Он словно суммирует ее опыт, формулируя устами одного из героев тезис, которому верен по сей день: «Незачем становиться больше, чем человеком, и нельзя стать ничем меньшим — надо быть человечным, только и всего».

Отчего же таким трудным оказался путь к нам этого писателя, быть может, наиболее «русского» из всех современных западных романистов?

Ответ как будто напрашивается, но в действительности не так очевиден. Понятно, что сам материал, обычный для него, как для большинства американских прозаиков еврейского происхождения, не облегчал путь Беллоу к нашим читателям. Существовала логика неафишируемых ограничений вполне в духе Оруэлла: «Все животные равны. Но некоторые животные более равны, чем другие». В переложении с оруэлловского новояза в нашей ситуации это означало, что в СССР национальных проблем как бы не существует, тем паче еврейских.

Помимо очевидных были и неявные причины, и главная из них — сам дух произведений Беллоу, в которых личность мыслит свою истинную жизнь только вне рамок ценностной ориентации, принятой большинством.
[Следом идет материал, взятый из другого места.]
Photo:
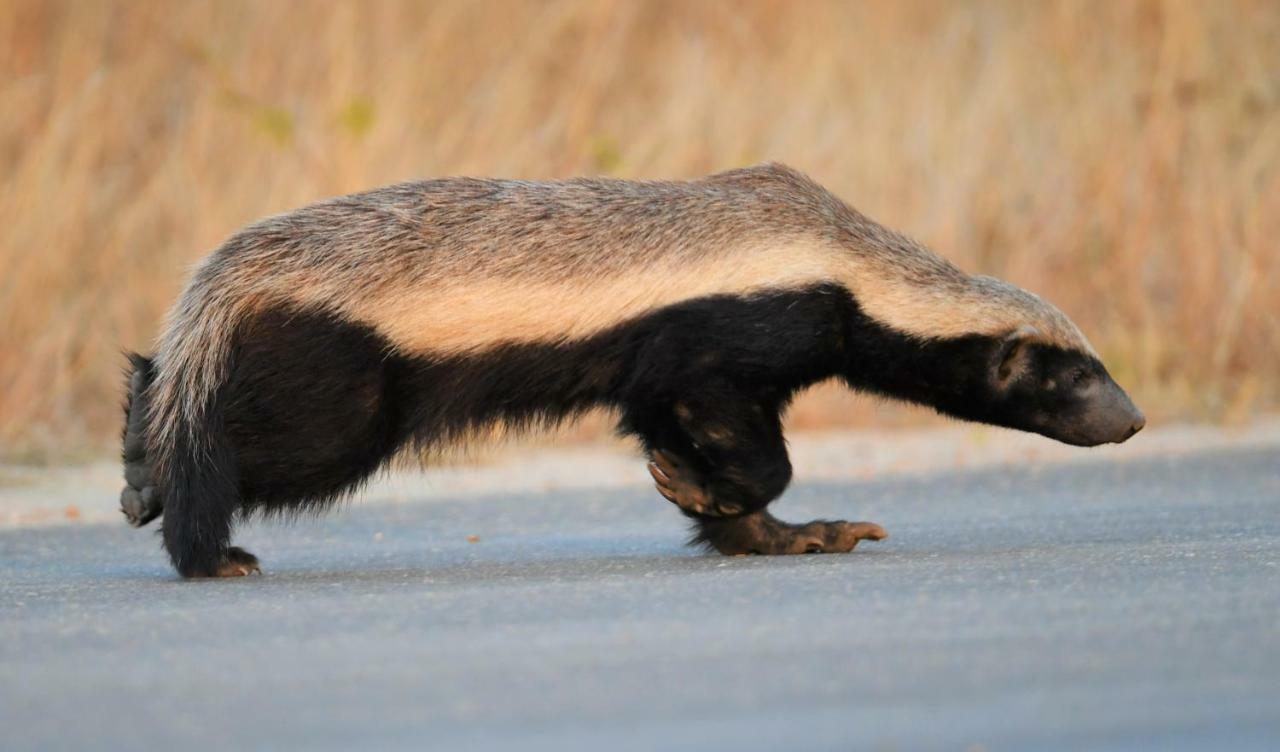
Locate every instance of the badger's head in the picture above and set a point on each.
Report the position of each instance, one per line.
(1040, 375)
(1059, 391)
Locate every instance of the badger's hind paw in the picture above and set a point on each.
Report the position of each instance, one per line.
(238, 563)
(763, 533)
(682, 486)
(140, 507)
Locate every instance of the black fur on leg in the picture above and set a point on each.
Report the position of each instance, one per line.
(140, 499)
(201, 499)
(717, 452)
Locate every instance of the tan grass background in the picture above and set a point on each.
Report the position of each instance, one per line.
(1120, 157)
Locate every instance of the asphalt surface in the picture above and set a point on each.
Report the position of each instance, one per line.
(1110, 605)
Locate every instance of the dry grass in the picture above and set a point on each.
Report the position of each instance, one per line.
(1120, 157)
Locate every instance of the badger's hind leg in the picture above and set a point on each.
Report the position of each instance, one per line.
(306, 413)
(721, 458)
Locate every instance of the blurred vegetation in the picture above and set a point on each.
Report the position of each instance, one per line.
(1123, 159)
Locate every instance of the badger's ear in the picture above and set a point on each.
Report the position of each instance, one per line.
(1013, 357)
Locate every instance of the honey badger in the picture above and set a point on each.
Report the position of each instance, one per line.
(314, 345)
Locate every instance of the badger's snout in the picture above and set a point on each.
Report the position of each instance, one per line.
(1111, 417)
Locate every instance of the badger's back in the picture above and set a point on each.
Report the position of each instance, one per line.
(446, 267)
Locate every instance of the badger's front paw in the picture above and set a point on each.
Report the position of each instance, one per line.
(685, 487)
(766, 535)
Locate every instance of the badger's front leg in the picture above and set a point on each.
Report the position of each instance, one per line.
(721, 458)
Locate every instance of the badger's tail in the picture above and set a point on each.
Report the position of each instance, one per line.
(140, 500)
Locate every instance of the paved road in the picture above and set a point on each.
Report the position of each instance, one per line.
(1129, 605)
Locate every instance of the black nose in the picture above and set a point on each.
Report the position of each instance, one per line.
(1137, 426)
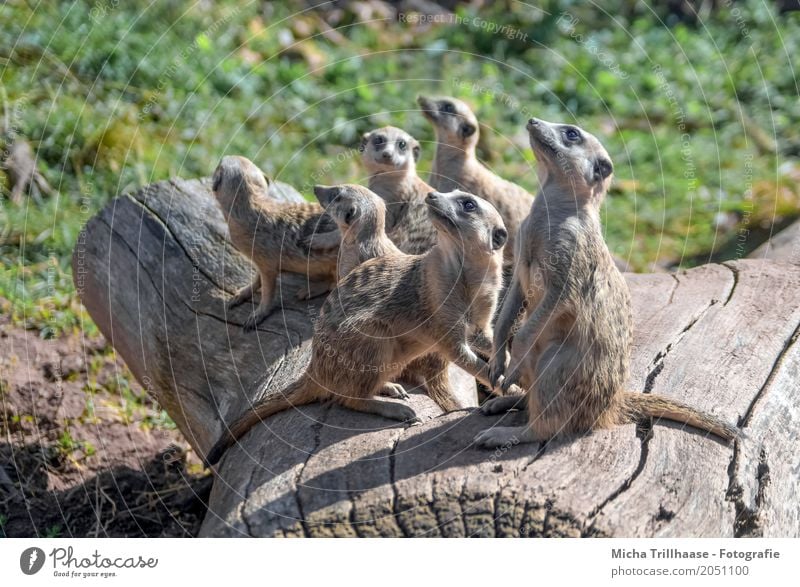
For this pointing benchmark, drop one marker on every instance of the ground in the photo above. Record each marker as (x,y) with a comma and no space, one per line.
(84,454)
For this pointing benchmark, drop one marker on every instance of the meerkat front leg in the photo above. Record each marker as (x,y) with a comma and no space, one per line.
(267,303)
(244,293)
(322,241)
(505,436)
(314,289)
(394,390)
(501,405)
(512,305)
(481,341)
(543,316)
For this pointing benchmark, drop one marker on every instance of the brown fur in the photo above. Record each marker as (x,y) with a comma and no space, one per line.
(572,349)
(390,310)
(456,165)
(390,156)
(273,235)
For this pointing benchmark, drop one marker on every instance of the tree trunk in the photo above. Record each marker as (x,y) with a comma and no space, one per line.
(153,270)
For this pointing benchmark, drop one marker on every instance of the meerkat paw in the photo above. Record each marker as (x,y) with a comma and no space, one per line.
(254,319)
(239,298)
(501,405)
(502,436)
(394,390)
(400,412)
(313,290)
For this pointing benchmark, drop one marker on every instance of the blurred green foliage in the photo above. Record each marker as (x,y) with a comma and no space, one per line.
(700,117)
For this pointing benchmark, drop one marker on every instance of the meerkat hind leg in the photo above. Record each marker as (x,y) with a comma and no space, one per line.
(266,305)
(505,436)
(391,410)
(314,289)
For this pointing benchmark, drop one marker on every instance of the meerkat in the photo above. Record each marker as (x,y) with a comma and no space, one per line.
(390,310)
(572,350)
(390,156)
(271,235)
(456,164)
(360,216)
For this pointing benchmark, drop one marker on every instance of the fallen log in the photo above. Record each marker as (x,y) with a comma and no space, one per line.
(153,269)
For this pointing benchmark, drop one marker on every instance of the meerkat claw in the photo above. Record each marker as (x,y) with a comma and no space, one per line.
(497,437)
(255,319)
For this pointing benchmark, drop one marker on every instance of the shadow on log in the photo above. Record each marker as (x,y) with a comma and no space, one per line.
(153,269)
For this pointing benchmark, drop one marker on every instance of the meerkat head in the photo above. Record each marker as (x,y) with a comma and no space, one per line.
(389,149)
(467,222)
(454,122)
(569,155)
(237,176)
(354,208)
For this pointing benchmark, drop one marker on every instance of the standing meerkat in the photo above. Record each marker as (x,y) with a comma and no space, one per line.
(572,350)
(390,156)
(360,216)
(272,234)
(456,164)
(390,310)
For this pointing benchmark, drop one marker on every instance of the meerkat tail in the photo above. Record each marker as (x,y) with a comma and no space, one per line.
(301,392)
(639,405)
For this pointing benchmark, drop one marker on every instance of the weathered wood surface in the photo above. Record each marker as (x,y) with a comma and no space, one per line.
(152,269)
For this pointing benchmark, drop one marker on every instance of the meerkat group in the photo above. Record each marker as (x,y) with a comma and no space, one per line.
(415,271)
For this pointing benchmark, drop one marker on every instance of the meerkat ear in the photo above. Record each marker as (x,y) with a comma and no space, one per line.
(499,238)
(467,130)
(364,140)
(352,213)
(602,169)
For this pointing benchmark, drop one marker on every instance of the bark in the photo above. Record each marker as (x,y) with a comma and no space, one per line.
(153,269)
Совершенно естественная в плюралистическом обществе, у нас в то время эта позиция, конечно, должна была вызывать недоверие и опасение.

Ведь в наших условиях обезличенность, единомыслие считались гражданской и, более того, психической нормой. А у Беллоу герой, по сути, не ищет ничего иного, кроме духовного согласия с самим собой, и эти поиски вынуждают его снова и снова оказываться где-то далеко в стороне от принятых моделей социального поведения, заставляя, даже если он сам того страшится, ступать на опасные тропы нонконформизма.

Вот это и не устраивало в книгах Беллоу ревнителей идеологической целомудренности. Нам ведь в недавние годы никак не рекомендовалась «восприимчивость ко всем тревогам». Не положено было замечать, что «вокруг все день за днем рушится и приходит в упадок». Не допускалось, чтобы «в своей частной жизни мы постоянно испытывали беспокойство и мучились общественными вопросами». Меж тем в Нобелевской лекции Беллоу опредяляет такое состояние как типичное для современного человека, пока он не омертвел душой. И о своем творчестве говорит, что оно утратило бы смысл, если бы не отзывались в нем тревоги, которыми заполнилась действительность XX века.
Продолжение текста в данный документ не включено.